Hello purchased a used HDS 10 without transducer and without GPS antenna.

PART # 000-0140-13


Would like to hear comments and suggestions for Transducer, GPS Antenna, and installation 

The boat is a 22Ft Hard Top 

1)	what is a good transducer ? (would like to be able to cruise at a
pretty quick pace and find fish.

2)	Not overly crazy about drilling holes in the hull for a thru hull unless you can convince me its worth it??

3)	We really want to be able to see the Thermocline when fishing lake Michigan 

4)	How many on lake Erie are using the side imaging (LSS 1) and find it worth it?.

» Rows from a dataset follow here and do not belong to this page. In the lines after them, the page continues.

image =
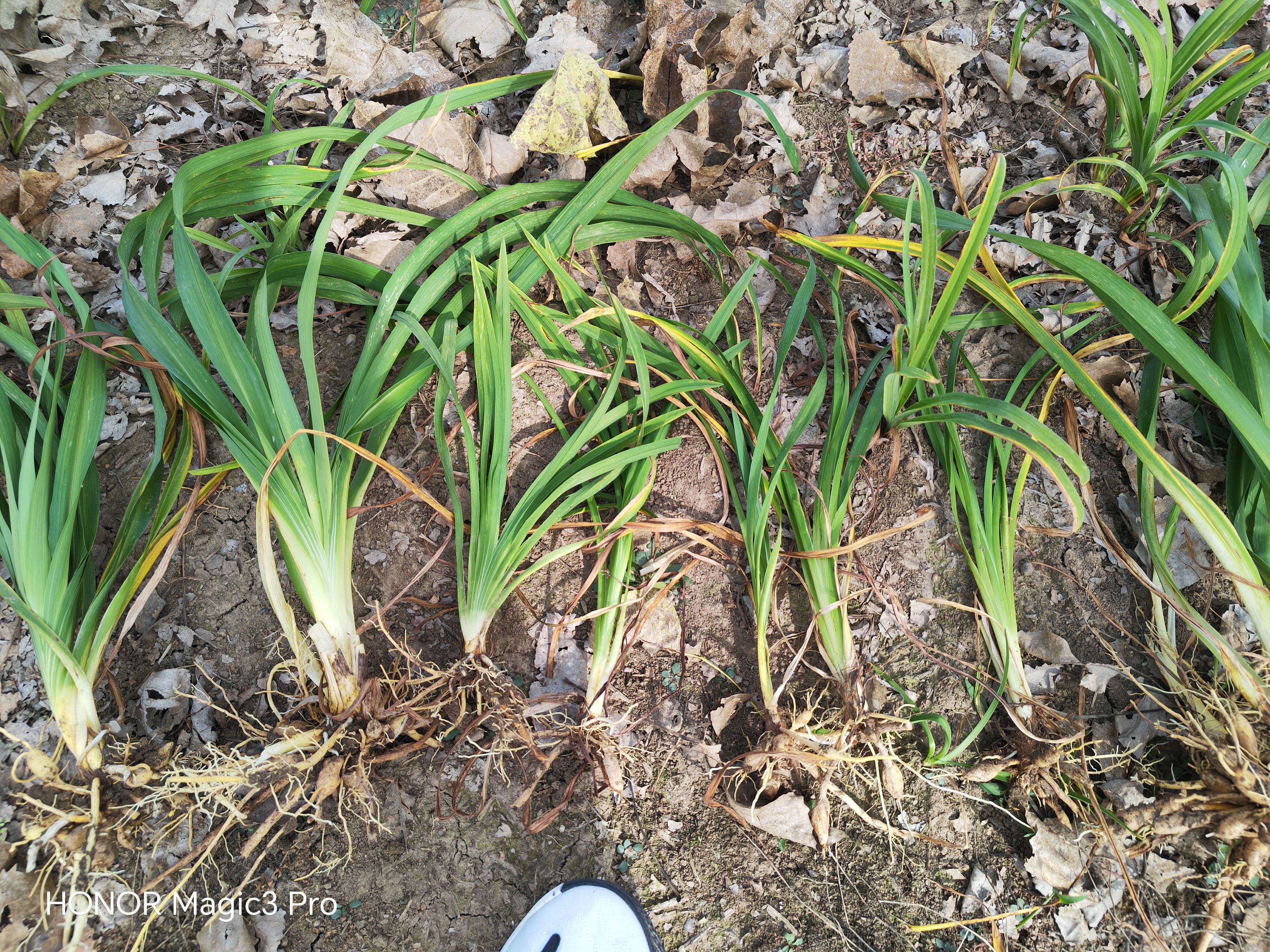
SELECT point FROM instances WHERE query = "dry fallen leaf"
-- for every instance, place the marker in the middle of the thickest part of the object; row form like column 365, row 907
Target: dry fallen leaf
column 482, row 21
column 722, row 716
column 359, row 52
column 570, row 110
column 671, row 24
column 1047, row 646
column 940, row 60
column 1096, row 677
column 787, row 818
column 557, row 35
column 216, row 15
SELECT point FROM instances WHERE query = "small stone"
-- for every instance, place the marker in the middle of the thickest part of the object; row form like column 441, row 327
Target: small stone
column 662, row 631
column 878, row 75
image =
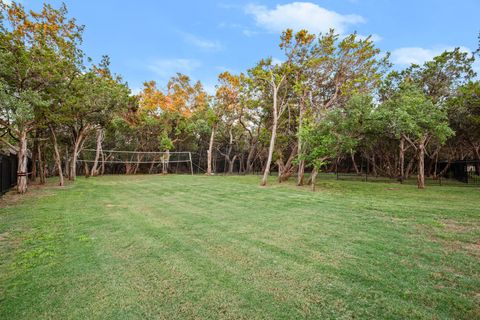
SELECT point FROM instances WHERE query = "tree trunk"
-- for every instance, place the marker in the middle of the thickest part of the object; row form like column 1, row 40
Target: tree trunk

5) would also like to hear suggestions on "the best" map chip.


----------



## Javelin389T (Sep 30, 2011)

Congrats.
Check software is up to date.
Unit has internal gps antenna.

1)thru hull puck.
2)Depth of hole is short.Often sanding does the trick.
3)Not a issue
4)Worth it once set up properly.From a bass guys prospective.
5)Fishin hot spots card.


----------



## K gonefishin (May 4, 2004)

You can use the ducer you got with it as well as the mapping on the insight USA. 


Posted from my iPad


----------